Personal information
- Born: 10 August 1946 (age 79) Florence, Italy

Chess career
- Country: Italy
- Title: Grandmaster (1974)
- Peak rating: 2500 (January 1980)
- Peak ranking: No. 86 (January 1975)

= Sergio Mariotti =

Italian chess grandmaster (born 1946)

Sergio Mariotti (born 10 August 1946) is an Italian chess player. He is the first Italian to achieve the title of Grandmaster, which FIDE awarded him in 1974. As of August 2023, his FIDE Rating is 2240.

==Career==

Born in Florence, he became the Italian junior champion in 1965 at Turin and in 1969 at San Benedetto, the full Italian Champion. One of his greatest tournament successes followed in 1971 when he finished second at Venice (after Walter Browne and ahead of Vlastimil Hort, Lubomir Kavalek and Svetozar Gligorić).

Mariotti represented his country at the Chess Olympiad in 1972, 1974, 1986 and 1988. At the Olympiad of 1974, held in Nice, he scored a double success. A board one score of 73.7% (+12 =4 −3) earned him the individual bronze medal (behind Anatoly Karpov and Alberto Delgado, jointly with Eugenio Torre), while also securing his final grandmaster norm. As no Italian before him had achieved the title of International Grandmaster, he gained overnight celebrity status when the honour was bestowed on him the same year. Around this time, British Chess Magazine nicknamed him "The Italian Fury", due mainly to his formidable collection of tournament wins, but also for his enterprising, tactical style of play.

He was victorious in many international tournaments, including Naples 1968, La Spezia 1969, Naples 1969, Reggio Emilia 1970, San Benedetto 1970, Bari 1971, and Rovigo 1976. He won the Rilton Cup (Stockholm) in 1976/77 and triumphed at Lugano in 1979.

With regard to world championship qualification attempts, he won at the Caorle zonal of 1975 and play-off match vs. Joaqim Durao to qualify for the prestigious Manila Interzonal of 1976, where he finished joint 10th (with Boris Spassky, Wolfgang Uhlmann and Florin Gheorghiu). The result was insufficient to advance to the Candidates' Matches. At the Praia da Rocha zonal tournament of 1978, he finished fourth, one place away from Interzonal qualification.

His choice of chess opening often revolved around the Sicilian Defence or Ruy Lopez, where he was comfortable with either colour. Occasionally, his fans were treated to old-fashioned, romantic openings such as the Evans Gambit and Albin Counter Gambit, and these brought him surprising success.

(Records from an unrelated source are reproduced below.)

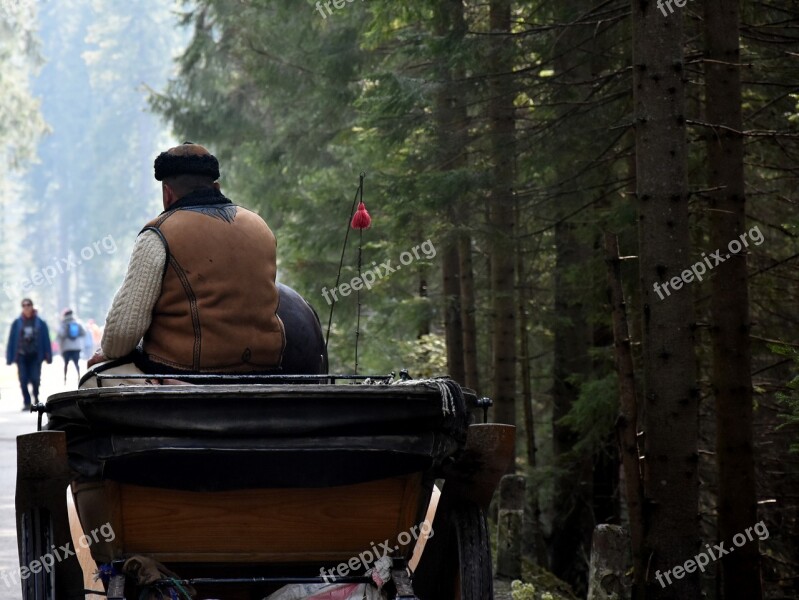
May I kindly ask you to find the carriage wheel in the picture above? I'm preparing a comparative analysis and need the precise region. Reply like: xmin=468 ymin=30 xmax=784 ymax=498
xmin=413 ymin=502 xmax=494 ymax=600
xmin=20 ymin=508 xmax=55 ymax=600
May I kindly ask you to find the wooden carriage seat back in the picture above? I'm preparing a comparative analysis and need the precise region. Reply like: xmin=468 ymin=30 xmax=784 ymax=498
xmin=72 ymin=473 xmax=431 ymax=565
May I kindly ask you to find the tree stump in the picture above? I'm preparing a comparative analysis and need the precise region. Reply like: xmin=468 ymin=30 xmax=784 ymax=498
xmin=588 ymin=525 xmax=632 ymax=600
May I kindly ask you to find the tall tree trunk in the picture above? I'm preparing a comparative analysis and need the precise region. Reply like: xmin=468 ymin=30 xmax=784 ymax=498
xmin=458 ymin=234 xmax=480 ymax=391
xmin=705 ymin=0 xmax=763 ymax=600
xmin=605 ymin=233 xmax=644 ymax=600
xmin=550 ymin=221 xmax=594 ymax=594
xmin=515 ymin=207 xmax=549 ymax=568
xmin=549 ymin=0 xmax=595 ymax=594
xmin=441 ymin=245 xmax=465 ymax=383
xmin=488 ymin=0 xmax=516 ymax=432
xmin=632 ymin=0 xmax=700 ymax=600
xmin=434 ymin=0 xmax=468 ymax=384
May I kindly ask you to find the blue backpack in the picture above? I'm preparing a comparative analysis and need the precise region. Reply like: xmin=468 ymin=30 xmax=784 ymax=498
xmin=67 ymin=321 xmax=80 ymax=340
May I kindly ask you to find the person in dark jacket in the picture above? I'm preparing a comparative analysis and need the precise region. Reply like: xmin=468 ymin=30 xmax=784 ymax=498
xmin=6 ymin=298 xmax=53 ymax=410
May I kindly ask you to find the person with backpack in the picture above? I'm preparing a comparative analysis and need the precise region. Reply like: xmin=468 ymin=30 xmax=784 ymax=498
xmin=56 ymin=308 xmax=87 ymax=383
xmin=6 ymin=298 xmax=53 ymax=410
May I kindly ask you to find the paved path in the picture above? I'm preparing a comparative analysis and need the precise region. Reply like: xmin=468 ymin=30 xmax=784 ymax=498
xmin=0 ymin=356 xmax=85 ymax=600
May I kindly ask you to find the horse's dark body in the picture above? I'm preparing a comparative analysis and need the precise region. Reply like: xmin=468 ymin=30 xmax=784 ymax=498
xmin=277 ymin=283 xmax=327 ymax=375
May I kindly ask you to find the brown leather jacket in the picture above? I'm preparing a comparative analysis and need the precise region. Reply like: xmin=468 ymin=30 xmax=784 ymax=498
xmin=142 ymin=190 xmax=285 ymax=373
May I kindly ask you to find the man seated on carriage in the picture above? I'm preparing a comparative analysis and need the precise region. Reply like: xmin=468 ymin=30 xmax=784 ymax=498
xmin=81 ymin=142 xmax=286 ymax=387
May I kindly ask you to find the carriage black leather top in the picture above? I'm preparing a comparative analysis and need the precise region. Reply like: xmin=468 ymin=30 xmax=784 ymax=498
xmin=46 ymin=381 xmax=477 ymax=491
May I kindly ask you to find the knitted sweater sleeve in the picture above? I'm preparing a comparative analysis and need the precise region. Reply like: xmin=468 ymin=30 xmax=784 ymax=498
xmin=100 ymin=231 xmax=166 ymax=358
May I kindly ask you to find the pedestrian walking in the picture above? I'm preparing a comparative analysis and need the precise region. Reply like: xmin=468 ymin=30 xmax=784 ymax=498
xmin=56 ymin=308 xmax=91 ymax=383
xmin=6 ymin=298 xmax=53 ymax=410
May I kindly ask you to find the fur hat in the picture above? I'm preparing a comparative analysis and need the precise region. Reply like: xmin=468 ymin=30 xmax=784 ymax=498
xmin=153 ymin=142 xmax=219 ymax=181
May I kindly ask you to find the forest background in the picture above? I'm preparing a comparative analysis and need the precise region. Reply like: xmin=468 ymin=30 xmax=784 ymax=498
xmin=0 ymin=0 xmax=799 ymax=600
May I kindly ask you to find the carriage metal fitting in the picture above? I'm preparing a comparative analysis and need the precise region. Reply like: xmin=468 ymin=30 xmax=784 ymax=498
xmin=391 ymin=558 xmax=419 ymax=600
xmin=477 ymin=396 xmax=494 ymax=423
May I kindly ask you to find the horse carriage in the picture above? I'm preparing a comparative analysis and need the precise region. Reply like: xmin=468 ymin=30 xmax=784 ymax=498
xmin=16 ymin=284 xmax=514 ymax=600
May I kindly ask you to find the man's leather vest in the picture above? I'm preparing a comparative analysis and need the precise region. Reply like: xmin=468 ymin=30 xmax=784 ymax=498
xmin=142 ymin=199 xmax=285 ymax=373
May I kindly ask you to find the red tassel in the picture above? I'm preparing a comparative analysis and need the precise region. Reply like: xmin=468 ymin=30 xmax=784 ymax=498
xmin=350 ymin=202 xmax=372 ymax=229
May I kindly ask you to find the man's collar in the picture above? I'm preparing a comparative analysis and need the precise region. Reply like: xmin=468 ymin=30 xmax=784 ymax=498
xmin=161 ymin=188 xmax=233 ymax=214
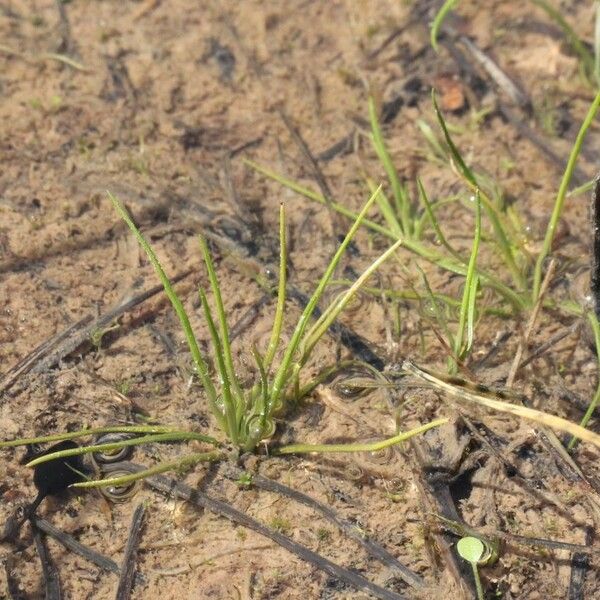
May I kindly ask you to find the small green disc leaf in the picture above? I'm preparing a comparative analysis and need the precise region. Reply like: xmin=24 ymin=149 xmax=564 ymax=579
xmin=456 ymin=536 xmax=485 ymax=564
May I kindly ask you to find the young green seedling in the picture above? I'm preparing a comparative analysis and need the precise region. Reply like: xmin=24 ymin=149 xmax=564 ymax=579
xmin=456 ymin=536 xmax=485 ymax=600
xmin=0 ymin=190 xmax=446 ymax=487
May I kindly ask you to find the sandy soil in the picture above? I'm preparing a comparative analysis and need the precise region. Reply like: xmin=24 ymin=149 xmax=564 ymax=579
xmin=0 ymin=0 xmax=600 ymax=600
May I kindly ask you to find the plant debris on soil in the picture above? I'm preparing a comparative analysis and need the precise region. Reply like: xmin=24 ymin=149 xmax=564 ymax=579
xmin=0 ymin=0 xmax=600 ymax=600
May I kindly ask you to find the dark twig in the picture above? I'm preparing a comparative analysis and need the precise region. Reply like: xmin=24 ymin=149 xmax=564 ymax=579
xmin=567 ymin=527 xmax=592 ymax=600
xmin=115 ymin=503 xmax=146 ymax=600
xmin=0 ymin=270 xmax=193 ymax=394
xmin=121 ymin=463 xmax=406 ymax=600
xmin=56 ymin=0 xmax=72 ymax=54
xmin=0 ymin=315 xmax=92 ymax=394
xmin=227 ymin=467 xmax=425 ymax=588
xmin=520 ymin=320 xmax=583 ymax=369
xmin=0 ymin=554 xmax=25 ymax=600
xmin=33 ymin=517 xmax=143 ymax=582
xmin=442 ymin=38 xmax=588 ymax=185
xmin=31 ymin=519 xmax=62 ymax=600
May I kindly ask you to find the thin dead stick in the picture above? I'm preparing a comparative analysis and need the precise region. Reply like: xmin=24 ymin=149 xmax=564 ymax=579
xmin=506 ymin=259 xmax=556 ymax=387
xmin=449 ymin=36 xmax=531 ymax=110
xmin=402 ymin=360 xmax=600 ymax=448
xmin=0 ymin=315 xmax=92 ymax=394
xmin=120 ymin=463 xmax=407 ymax=600
xmin=0 ymin=269 xmax=193 ymax=394
xmin=115 ymin=503 xmax=146 ymax=600
xmin=521 ymin=320 xmax=583 ymax=369
xmin=31 ymin=521 xmax=62 ymax=600
xmin=225 ymin=466 xmax=425 ymax=588
xmin=33 ymin=517 xmax=144 ymax=583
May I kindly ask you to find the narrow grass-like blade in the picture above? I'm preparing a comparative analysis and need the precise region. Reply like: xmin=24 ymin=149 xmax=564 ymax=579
xmin=430 ymin=0 xmax=458 ymax=52
xmin=531 ymin=92 xmax=600 ymax=302
xmin=199 ymin=289 xmax=241 ymax=444
xmin=269 ymin=189 xmax=379 ymax=406
xmin=299 ymin=240 xmax=402 ymax=364
xmin=107 ymin=192 xmax=220 ymax=408
xmin=452 ymin=193 xmax=481 ymax=372
xmin=431 ymin=91 xmax=525 ymax=290
xmin=244 ymin=159 xmax=528 ymax=311
xmin=0 ymin=425 xmax=219 ymax=448
xmin=200 ymin=236 xmax=242 ymax=401
xmin=71 ymin=451 xmax=223 ymax=488
xmin=369 ymin=97 xmax=412 ymax=237
xmin=263 ymin=203 xmax=287 ymax=373
xmin=27 ymin=431 xmax=213 ymax=467
xmin=533 ymin=0 xmax=595 ymax=83
xmin=271 ymin=418 xmax=448 ymax=454
xmin=417 ymin=177 xmax=464 ymax=262
xmin=567 ymin=312 xmax=600 ymax=450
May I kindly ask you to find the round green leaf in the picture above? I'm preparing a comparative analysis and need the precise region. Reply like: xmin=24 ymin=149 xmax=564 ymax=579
xmin=456 ymin=536 xmax=485 ymax=564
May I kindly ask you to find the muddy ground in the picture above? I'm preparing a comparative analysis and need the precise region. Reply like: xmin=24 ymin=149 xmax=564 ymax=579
xmin=0 ymin=0 xmax=600 ymax=600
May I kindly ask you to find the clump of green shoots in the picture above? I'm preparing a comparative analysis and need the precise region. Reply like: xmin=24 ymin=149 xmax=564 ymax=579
xmin=0 ymin=190 xmax=447 ymax=487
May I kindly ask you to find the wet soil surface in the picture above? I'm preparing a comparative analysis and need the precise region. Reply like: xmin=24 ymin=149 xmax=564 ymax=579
xmin=0 ymin=0 xmax=600 ymax=599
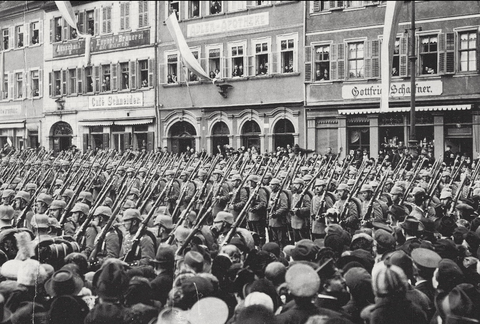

Mariotti became an advisor for an Italian publisher and worked for the Italian Chess Federation (FSI), where he was President between 1994 and 1996. As a precursor to the Turin Olympiad of 2006, he played a website game against the 'Rest of the World' and won in 48 moves. He again played a match against the 'Rest of the World' between October 2018 and March 2019; this second match ended in a draw in 20 moves.